Most recently, SBI said that on Wednesday, SBI and Startale launched JPYSC, a yen-pegged stablecoin. SBI stated that the token is issued by SBI Shinsei Trust Bank and distributed by SBI VC Trade. Initially, JPYSC circulation is limited to transfers within SBI VC Trade accounts, with public blockchain circulation planned after resolving outstanding legal and tax conditions.
On the same day, Ripple and SBI Group also launched Ripple USD (RLUSD) in Japan via SBI VC Trade. SBI said RLUSD became available to both institutional and retail customers after receiving approval under Japan’s regulatory framework for foreign-issued stablecoins.

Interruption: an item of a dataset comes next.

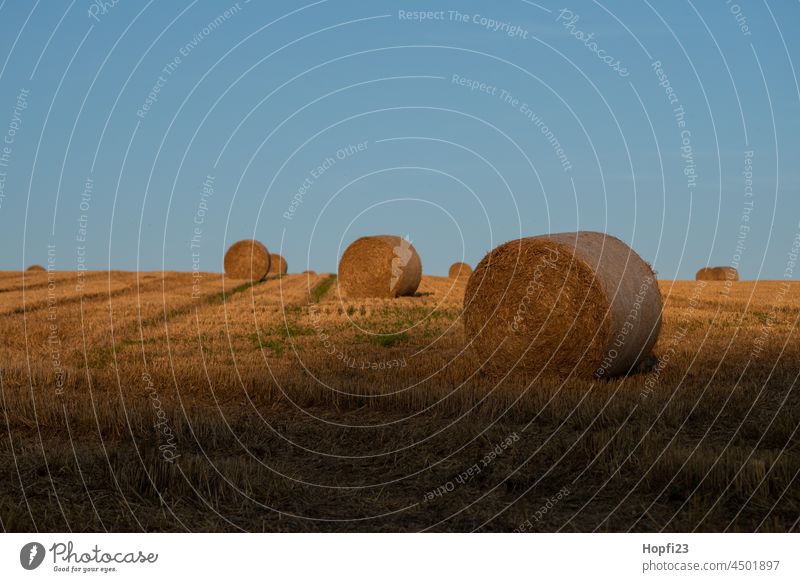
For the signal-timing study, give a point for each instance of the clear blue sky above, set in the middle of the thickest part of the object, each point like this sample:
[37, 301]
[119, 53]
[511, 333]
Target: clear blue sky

Taken together, these developments highlight why exchange ownership is strategically valuable. If distribution for stablecoins and tokenized instruments depends on access points that regulated exchanges can provide, acquiring a bigger platform and integrating accounts can directly influence adoption timelines—at least from the perspective of product rollout and customer onboarding.
Investors should watch two things next: whether SBI clears the remaining regulatory steps to complete the Bitbank acquisition around October, and how the combined operations evolve in practice—particularly whether SBI can translate scale in accounts and custody into stronger liquidity and smoother distribution for JPYSC, RLUSD, and future tokenized offerings.